Eine Einladung, die hängen bleibt: Die Dienststelle Volksschulbildung des Kantons Luzern lädt zu Kaffee & Gipfeli – und zu einem Thema, das wir alle kennen, aber selten offen verhandeln: Lästern. Nach dem erfolgreichen Referat beim LSPV im Sommer wurde das Thema weitergedacht. Diesmal nicht frontal, sondern dialogisch. Nicht belehrend, sondern bewusst offen.
Was dabei schnell klar wurde: Lästern ist kein Randphänomen. Es gehört zum Alltag von Teams, Schulen und Organisationen.
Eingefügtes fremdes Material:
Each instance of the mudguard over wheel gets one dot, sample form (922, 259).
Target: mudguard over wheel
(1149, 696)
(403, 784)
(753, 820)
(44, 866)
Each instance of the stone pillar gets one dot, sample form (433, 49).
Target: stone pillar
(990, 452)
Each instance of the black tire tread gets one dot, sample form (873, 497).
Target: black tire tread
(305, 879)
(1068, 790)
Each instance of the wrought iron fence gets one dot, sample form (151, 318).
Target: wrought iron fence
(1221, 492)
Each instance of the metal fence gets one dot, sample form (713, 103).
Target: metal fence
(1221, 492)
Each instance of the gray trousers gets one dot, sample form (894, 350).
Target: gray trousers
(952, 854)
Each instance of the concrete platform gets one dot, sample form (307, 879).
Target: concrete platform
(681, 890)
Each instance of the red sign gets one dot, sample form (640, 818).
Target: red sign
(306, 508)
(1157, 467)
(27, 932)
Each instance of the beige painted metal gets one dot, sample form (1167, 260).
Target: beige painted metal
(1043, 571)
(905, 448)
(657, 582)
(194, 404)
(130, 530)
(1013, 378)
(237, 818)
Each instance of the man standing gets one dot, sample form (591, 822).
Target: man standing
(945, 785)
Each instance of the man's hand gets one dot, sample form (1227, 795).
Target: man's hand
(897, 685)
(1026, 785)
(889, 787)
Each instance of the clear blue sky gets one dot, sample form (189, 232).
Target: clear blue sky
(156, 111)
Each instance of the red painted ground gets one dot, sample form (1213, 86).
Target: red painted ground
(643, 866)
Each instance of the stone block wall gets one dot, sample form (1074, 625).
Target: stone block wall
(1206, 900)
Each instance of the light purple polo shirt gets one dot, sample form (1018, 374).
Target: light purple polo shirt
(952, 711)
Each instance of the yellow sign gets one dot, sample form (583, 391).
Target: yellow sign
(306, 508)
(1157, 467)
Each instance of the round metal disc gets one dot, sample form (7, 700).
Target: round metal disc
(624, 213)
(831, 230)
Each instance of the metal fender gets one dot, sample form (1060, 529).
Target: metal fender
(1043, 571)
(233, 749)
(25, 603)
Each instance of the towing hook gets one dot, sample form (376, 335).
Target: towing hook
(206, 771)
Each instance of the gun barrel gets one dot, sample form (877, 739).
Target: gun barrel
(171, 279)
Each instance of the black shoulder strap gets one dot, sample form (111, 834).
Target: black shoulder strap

Die spannende Frage ist nicht ob, sondern wie darüber gesprochen wird – und was es mit Kultur, Zugehörigkeit und Verantwortung zu tun hat.
Warum wir überhaupt lästern – und was dahintersteckt
Psychologische und sozialwissenschaftliche Perspektiven zeigen, dass Lästern mehr ist als schlechter Stil. Es kann verbinden, Orientierung geben und sogar schützen – etwa wenn Menschen andere vor schwierigen Situationen warnen. Gleichzeitig hat es eine klare Schattenseite: Es kann Beziehungen beschädigen, Vertrauen untergraben und langfristig Zusammenarbeit vergiften. Entscheidend ist der Kontext, die Absicht und der Umgang damit. Diese Ambivalenz wurde in der Diskussion greifbar und differenziert beleuchtet
Vom Tuscheln zur Lernkultur
Im Zentrum des Austauschs stand deshalb nicht die moralische Bewertung, sondern die Frage nach Verantwortung:
- Wann wird aus Austausch Abwertung?
- Wo endet Entlastung und beginnt Ausgrenzung?
- Und wie schaffen wir Räume, in denen Dinge direkt, respektvoll und transparent angesprochen werden können?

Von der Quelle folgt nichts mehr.